Picking a good hero camera
MOVON picks the hero on its own, but the choice is worth understanding. What makes a clip a good reference, and when to override the pick.
The hero camera is the one every other camera matches to. Its look becomes the timeline's look. MOVON picks it for you when you hit Analyze, but it is worth knowing what makes a good hero, both so you can trust the pick and so you know when to change it.
What the hero actually is
The hero is not the "best" camera in some abstract sense, and not necessarily the most expensive body on the shoot. It is the camera whose footage you want everything else to look like.
Every other clip gets nudged toward the hero's color. So whatever the hero carries (good or bad) propagates across the whole timeline.
What makes a clip a good hero
- Clean, neutral whites. A clip with a true white or a neutral gray gives the match a solid anchor.

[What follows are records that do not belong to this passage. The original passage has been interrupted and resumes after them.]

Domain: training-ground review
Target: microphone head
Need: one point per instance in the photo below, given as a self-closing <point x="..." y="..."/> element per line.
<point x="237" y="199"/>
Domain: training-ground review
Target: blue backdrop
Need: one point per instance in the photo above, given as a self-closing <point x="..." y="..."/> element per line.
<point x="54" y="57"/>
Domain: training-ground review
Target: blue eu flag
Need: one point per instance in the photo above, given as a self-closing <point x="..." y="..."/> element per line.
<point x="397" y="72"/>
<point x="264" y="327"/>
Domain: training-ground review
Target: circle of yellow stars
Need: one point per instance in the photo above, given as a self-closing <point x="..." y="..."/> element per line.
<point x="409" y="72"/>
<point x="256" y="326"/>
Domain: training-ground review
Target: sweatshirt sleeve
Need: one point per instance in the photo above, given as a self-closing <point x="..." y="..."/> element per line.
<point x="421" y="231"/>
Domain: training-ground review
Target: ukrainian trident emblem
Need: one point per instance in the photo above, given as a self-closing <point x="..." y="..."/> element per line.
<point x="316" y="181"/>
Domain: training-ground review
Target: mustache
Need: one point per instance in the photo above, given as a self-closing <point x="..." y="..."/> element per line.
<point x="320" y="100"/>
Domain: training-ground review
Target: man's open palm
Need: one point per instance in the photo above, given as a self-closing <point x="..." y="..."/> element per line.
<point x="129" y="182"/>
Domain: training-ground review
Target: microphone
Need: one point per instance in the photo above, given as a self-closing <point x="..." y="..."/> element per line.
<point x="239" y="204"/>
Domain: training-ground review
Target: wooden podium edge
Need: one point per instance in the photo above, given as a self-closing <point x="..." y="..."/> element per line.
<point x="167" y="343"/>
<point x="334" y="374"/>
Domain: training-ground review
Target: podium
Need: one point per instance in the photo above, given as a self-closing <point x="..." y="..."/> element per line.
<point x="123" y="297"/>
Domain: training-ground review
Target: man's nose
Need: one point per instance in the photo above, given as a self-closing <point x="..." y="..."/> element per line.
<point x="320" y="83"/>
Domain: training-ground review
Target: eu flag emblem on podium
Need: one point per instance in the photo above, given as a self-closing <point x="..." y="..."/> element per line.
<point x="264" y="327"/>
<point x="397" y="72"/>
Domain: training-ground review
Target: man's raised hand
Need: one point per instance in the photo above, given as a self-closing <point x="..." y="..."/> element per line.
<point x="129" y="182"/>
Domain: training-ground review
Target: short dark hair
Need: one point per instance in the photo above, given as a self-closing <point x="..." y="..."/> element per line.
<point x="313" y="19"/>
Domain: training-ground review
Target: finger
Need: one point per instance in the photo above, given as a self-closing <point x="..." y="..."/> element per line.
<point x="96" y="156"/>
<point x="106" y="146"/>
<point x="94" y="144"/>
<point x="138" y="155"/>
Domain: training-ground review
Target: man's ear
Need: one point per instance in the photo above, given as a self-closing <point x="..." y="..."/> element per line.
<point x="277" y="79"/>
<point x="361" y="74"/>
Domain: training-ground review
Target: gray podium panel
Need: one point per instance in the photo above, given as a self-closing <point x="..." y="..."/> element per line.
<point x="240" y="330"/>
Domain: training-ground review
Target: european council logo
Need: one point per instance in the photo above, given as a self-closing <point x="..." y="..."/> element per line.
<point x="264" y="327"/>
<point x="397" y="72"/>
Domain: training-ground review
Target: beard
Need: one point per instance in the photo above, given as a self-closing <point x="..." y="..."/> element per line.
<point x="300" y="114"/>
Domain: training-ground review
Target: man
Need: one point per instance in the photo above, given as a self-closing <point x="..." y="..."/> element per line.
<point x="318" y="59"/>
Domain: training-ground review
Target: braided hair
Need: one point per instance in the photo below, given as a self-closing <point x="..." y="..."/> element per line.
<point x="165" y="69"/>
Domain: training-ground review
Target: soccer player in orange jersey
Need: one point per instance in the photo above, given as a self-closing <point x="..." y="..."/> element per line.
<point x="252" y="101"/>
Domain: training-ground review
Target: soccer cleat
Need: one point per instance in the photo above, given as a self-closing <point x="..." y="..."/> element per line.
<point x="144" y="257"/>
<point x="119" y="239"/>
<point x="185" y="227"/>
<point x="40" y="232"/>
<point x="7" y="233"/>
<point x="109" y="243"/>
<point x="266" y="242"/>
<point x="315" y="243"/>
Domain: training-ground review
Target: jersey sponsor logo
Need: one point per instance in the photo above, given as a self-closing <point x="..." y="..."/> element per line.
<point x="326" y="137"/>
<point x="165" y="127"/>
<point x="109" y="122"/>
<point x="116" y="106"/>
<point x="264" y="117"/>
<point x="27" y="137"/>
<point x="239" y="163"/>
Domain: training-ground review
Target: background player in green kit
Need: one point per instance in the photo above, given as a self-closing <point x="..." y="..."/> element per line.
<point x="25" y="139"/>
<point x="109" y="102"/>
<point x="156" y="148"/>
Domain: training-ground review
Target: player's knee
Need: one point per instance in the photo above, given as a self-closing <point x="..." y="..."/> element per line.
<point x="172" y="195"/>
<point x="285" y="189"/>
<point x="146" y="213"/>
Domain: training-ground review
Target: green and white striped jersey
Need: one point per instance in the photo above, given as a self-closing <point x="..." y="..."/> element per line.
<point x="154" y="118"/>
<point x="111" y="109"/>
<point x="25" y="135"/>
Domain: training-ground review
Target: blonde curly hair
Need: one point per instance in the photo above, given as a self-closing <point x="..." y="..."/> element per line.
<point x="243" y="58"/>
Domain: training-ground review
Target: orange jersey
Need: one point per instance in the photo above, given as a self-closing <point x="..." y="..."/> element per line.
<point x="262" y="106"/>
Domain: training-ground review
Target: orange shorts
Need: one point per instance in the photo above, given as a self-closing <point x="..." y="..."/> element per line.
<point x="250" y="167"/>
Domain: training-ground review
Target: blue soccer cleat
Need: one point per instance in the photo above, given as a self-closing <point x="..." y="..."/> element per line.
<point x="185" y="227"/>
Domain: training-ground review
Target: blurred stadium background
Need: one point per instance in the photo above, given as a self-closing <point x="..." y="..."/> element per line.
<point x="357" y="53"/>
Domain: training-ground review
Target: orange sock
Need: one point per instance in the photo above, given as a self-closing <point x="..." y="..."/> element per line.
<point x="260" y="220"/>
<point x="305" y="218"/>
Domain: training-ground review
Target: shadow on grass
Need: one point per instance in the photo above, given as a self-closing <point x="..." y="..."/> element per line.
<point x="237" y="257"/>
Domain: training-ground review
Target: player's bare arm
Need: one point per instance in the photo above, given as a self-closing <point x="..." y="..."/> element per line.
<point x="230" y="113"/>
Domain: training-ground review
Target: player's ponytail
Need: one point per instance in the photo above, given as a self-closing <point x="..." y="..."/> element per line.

If the hero has a color cast nobody noticed, that cast becomes the timeline's cast.
- Correct exposure. A well-exposed hero (shadows with detail, highlights not clipped) gives the match the full signal to work with. An underexposed or blown hero passes its weaknesses on.
- Representative lighting. The hero should reflect the look you want most of the project to have. If most of the film is a warm interior, a hero from the one cold exterior scene will pull everything the wrong way.
- A forgiving sensor. A larger-sensor camera with a wide gamut usually makes a more flexible hero than a small-sensor one. There is more color information to match toward.
How MOVON picks it
When MOVON analyzes the timeline, it groups the clips by camera and evaluates each group's color characteristics. It picks the group that makes the most stable, neutral reference for the rest, on its own, without needing you to tag anything.
Most of the time, that pick is the one you would have made. The point of the auto-pick is to skip the busywork, not to take the decision away from you.
When to override the pick
Change the hero when:
- You have a creative reason. Maybe the technically-cleanest camera is not the look you want. The drone's exterior might be the feel of the whole piece. Promote it.
- The auto-picked hero has a cast you can see. If you know a clip better than the model does, trust your eye. Pick a cleaner reference.
- One camera carried the project. If the A-cam shot 80% of the timeline, matching the rest to it keeps the most footage untouched, sometimes worth choosing even over a marginally cleaner clip.
Overriding takes one click in the panel. MOVON re-runs the match against your choice.
The short version
A good hero has clean whites, honest exposure, and the look you want to keep. MOVON will usually pick it for you, and when it doesn't, you will know, because you know your footage. The auto-pick is a starting point, not a verdict.